Paolo Sala, Sul lago di Mergozzo, 1910-1915

Elle allume la lampe au bulbe de porcelaine amande et rose, regarde les gouttes perler sur les feuilles du grand magnolia. La domestique monte le grand escalier de granit aux faux-semblants de marbre, un plateau d’argent entre les bras ; elle dépose sur le napperon la théière préférée de Madame, une Wedgwood noire au bec fin et au décor de pivoines, de narcisses et d'iris, offerte par le beau Terence aux yeux d’acier, de passage à Stresa, qui faisait son Grand Tour.
 
Théière Wedgwood (XIXème siècle)


Mélange de noirs de Chine et de Ceylan,  un peu fumé, parsemé de violettes, que poudre, comme un parfum de Paris, l’arôme de la fleur des clairières, là où poussent les mousses humides.

S’échappent d’amples volutes, comme des corolles d'hortensias mauves. 

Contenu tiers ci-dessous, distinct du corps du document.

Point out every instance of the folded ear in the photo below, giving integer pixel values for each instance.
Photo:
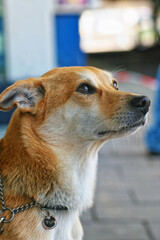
(25, 94)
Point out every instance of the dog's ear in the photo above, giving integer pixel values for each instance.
(25, 94)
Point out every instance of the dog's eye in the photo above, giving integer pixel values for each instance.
(115, 84)
(85, 88)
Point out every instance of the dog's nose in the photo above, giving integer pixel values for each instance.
(141, 102)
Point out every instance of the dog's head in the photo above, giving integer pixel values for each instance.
(76, 104)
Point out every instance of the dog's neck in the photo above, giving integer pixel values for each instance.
(59, 175)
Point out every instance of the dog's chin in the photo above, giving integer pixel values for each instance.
(124, 130)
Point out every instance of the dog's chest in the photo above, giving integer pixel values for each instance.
(78, 185)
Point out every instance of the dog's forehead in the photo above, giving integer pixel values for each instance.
(96, 77)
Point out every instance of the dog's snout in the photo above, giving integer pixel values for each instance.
(141, 102)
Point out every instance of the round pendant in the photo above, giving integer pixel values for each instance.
(49, 222)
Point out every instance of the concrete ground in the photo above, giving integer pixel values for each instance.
(127, 198)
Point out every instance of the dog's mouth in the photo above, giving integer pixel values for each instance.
(123, 130)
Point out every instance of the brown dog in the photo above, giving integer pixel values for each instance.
(48, 156)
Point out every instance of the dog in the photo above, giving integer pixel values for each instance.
(48, 157)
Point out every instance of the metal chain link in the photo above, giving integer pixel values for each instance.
(1, 194)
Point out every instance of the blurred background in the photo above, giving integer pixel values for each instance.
(124, 38)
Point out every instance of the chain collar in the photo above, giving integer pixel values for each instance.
(49, 221)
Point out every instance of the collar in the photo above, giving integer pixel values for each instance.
(49, 221)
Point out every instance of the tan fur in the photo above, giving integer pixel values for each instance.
(43, 143)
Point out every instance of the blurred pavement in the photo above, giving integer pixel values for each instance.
(127, 199)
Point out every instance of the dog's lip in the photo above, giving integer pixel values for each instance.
(123, 129)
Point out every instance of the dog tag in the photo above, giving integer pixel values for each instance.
(49, 222)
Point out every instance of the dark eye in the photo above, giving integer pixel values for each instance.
(85, 88)
(115, 84)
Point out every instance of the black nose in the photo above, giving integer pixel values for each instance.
(141, 102)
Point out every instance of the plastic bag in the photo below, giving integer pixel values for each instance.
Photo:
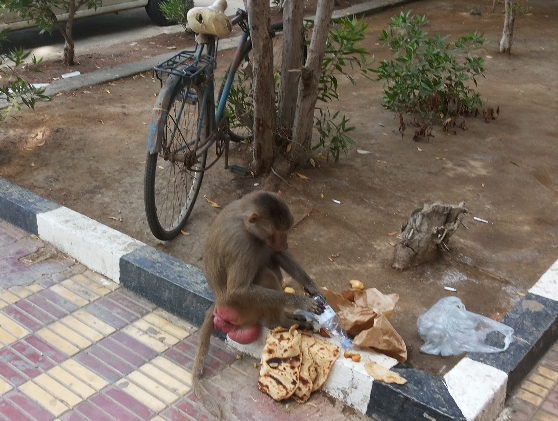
(448, 329)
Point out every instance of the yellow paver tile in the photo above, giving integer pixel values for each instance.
(61, 392)
(71, 382)
(8, 297)
(166, 326)
(13, 327)
(542, 381)
(177, 386)
(153, 387)
(172, 368)
(101, 280)
(80, 290)
(84, 374)
(534, 388)
(548, 373)
(69, 295)
(82, 328)
(20, 291)
(529, 397)
(4, 386)
(94, 322)
(144, 338)
(34, 288)
(70, 335)
(90, 284)
(141, 395)
(44, 398)
(155, 332)
(6, 337)
(58, 342)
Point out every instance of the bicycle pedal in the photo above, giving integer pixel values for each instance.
(235, 169)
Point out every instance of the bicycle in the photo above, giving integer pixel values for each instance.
(186, 122)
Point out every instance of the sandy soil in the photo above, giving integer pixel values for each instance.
(86, 150)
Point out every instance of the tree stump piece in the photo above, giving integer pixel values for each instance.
(426, 234)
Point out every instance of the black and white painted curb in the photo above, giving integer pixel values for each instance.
(475, 389)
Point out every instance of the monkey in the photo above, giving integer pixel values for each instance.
(245, 250)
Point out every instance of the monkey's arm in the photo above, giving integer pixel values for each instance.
(287, 262)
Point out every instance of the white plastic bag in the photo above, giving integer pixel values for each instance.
(448, 329)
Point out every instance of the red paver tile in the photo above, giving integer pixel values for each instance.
(129, 304)
(9, 357)
(173, 414)
(92, 412)
(33, 355)
(11, 412)
(116, 309)
(22, 318)
(47, 306)
(98, 367)
(58, 300)
(29, 406)
(136, 346)
(125, 353)
(46, 349)
(111, 359)
(13, 377)
(128, 402)
(31, 310)
(106, 316)
(115, 410)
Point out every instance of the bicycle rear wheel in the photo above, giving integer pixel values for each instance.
(171, 188)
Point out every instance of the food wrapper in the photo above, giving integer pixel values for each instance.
(365, 316)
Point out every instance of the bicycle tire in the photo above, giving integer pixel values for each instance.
(170, 188)
(238, 131)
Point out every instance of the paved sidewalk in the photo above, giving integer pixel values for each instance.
(75, 346)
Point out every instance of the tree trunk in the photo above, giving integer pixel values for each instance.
(264, 92)
(293, 17)
(308, 84)
(507, 34)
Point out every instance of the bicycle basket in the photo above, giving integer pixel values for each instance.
(184, 64)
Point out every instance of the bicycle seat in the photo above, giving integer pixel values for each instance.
(210, 20)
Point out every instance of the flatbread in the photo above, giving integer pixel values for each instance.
(280, 363)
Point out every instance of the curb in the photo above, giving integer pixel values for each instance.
(475, 389)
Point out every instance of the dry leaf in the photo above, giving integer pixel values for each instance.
(382, 374)
(211, 202)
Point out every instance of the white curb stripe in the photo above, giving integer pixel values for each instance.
(95, 245)
(547, 285)
(479, 390)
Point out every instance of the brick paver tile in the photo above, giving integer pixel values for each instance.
(71, 296)
(29, 406)
(84, 374)
(98, 367)
(94, 322)
(58, 342)
(11, 412)
(117, 411)
(13, 327)
(45, 348)
(44, 398)
(129, 402)
(71, 382)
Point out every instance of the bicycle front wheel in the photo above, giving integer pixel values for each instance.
(170, 186)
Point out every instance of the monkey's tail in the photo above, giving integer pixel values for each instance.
(203, 347)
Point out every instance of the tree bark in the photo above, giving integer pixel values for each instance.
(507, 34)
(264, 92)
(293, 18)
(308, 84)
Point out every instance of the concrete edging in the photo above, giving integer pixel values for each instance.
(475, 389)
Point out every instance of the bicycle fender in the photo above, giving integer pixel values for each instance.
(160, 114)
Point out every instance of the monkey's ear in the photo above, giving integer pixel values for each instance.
(253, 218)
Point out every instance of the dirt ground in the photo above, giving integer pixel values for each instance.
(86, 150)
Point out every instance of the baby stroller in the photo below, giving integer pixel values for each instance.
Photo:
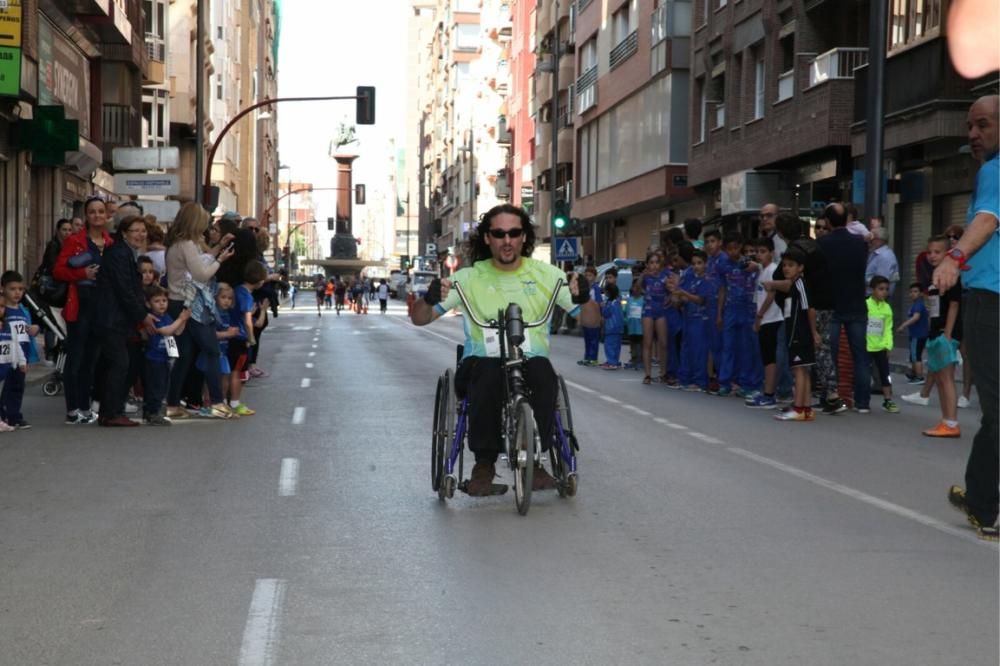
(41, 314)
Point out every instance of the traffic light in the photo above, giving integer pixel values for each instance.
(365, 114)
(560, 216)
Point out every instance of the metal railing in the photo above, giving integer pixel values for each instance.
(786, 85)
(836, 64)
(624, 49)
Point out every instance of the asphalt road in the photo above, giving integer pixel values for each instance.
(703, 532)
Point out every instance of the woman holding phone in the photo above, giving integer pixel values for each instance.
(78, 264)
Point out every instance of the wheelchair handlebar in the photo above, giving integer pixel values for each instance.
(494, 323)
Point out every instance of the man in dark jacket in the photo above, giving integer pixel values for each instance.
(847, 257)
(121, 309)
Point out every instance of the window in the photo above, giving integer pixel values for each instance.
(912, 21)
(620, 22)
(758, 86)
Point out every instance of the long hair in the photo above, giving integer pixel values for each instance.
(190, 224)
(479, 247)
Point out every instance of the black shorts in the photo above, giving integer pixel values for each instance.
(237, 354)
(767, 338)
(801, 353)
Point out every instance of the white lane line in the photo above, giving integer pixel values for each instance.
(260, 635)
(580, 387)
(288, 482)
(706, 438)
(896, 509)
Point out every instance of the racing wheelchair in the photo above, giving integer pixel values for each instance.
(520, 433)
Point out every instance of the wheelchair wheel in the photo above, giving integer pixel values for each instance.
(446, 433)
(437, 462)
(523, 452)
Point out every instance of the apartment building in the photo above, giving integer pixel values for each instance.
(928, 168)
(630, 116)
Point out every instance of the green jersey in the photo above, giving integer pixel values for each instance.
(489, 291)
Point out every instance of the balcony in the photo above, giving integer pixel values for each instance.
(786, 85)
(624, 50)
(836, 64)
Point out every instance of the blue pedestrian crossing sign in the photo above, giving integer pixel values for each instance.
(567, 248)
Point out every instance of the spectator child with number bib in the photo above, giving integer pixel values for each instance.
(12, 360)
(160, 348)
(22, 331)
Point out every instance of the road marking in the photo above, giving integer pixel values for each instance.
(260, 635)
(579, 387)
(885, 505)
(288, 482)
(705, 438)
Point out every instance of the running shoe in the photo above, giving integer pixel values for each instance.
(916, 399)
(942, 429)
(834, 406)
(762, 402)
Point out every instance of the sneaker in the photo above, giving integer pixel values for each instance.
(542, 480)
(243, 410)
(956, 497)
(991, 533)
(916, 399)
(796, 415)
(942, 429)
(175, 413)
(762, 402)
(834, 406)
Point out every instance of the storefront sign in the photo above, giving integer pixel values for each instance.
(63, 75)
(10, 23)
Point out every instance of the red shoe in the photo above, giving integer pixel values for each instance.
(117, 422)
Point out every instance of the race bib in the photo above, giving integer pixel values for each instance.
(20, 331)
(171, 346)
(876, 327)
(934, 306)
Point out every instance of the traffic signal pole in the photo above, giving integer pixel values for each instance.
(555, 136)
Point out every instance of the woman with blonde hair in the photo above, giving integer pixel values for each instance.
(191, 268)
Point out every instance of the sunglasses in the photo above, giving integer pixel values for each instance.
(500, 233)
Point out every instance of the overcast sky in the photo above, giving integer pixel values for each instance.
(328, 48)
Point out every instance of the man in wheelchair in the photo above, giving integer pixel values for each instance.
(503, 272)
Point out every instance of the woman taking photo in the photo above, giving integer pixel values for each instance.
(78, 264)
(191, 263)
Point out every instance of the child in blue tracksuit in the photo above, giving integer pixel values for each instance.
(23, 331)
(12, 360)
(741, 362)
(614, 326)
(696, 291)
(633, 324)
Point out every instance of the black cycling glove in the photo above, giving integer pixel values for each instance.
(584, 290)
(433, 295)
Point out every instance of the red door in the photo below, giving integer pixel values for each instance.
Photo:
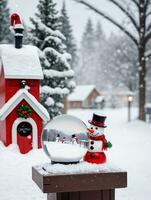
(24, 137)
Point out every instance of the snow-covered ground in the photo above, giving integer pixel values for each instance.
(130, 151)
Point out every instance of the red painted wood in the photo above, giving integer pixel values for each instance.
(2, 102)
(8, 88)
(13, 85)
(22, 142)
(26, 141)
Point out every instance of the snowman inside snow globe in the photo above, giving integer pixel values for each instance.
(65, 139)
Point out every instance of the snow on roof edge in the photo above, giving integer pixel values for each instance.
(17, 98)
(21, 63)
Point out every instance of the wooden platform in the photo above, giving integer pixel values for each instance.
(94, 186)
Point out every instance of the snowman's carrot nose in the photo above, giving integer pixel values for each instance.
(90, 130)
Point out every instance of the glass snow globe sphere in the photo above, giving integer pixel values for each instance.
(65, 140)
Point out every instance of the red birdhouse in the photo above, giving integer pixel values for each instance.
(21, 114)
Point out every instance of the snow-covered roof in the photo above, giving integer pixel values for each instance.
(81, 92)
(21, 63)
(31, 100)
(99, 99)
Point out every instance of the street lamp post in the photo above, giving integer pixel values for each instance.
(129, 99)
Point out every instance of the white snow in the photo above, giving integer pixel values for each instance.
(99, 99)
(49, 101)
(61, 57)
(81, 92)
(55, 33)
(82, 167)
(21, 63)
(48, 90)
(17, 98)
(65, 152)
(131, 152)
(61, 74)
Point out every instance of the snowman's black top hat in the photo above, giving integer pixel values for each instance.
(98, 120)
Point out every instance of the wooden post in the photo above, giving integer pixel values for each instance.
(96, 186)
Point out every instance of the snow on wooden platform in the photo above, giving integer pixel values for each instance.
(80, 168)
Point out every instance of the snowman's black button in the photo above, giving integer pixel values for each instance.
(92, 155)
(91, 147)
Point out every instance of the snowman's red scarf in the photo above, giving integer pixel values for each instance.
(102, 138)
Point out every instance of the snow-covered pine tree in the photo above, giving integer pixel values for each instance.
(58, 75)
(100, 57)
(5, 35)
(66, 29)
(86, 71)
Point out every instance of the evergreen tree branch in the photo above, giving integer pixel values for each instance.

L’orage tonne, un éclair violet transperce l’horizon ; la foudre frappe les îles Borromées. Le tourbillon des tourments valse comme les feuilles ocres dans le vent d’octobre. Une calèche téméraire passe devant le porche fermé, les volets vert anglais claquent.



Gustave Léonard de Jonghe, L'Éventail japonais ou L'Admiratrice du Japon, vers 1865

Le thé chaud raconte l'orient extrême, un amour impossible, les pagodes et les vapeurs d’opium derrière les paravents et les éventails de soie sauvage.

L’iris de ses yeux prend la couleur du ciel.

Sur les eaux étales, un pâle rayon topaze, comme un souvenir fugace, après l’ondée.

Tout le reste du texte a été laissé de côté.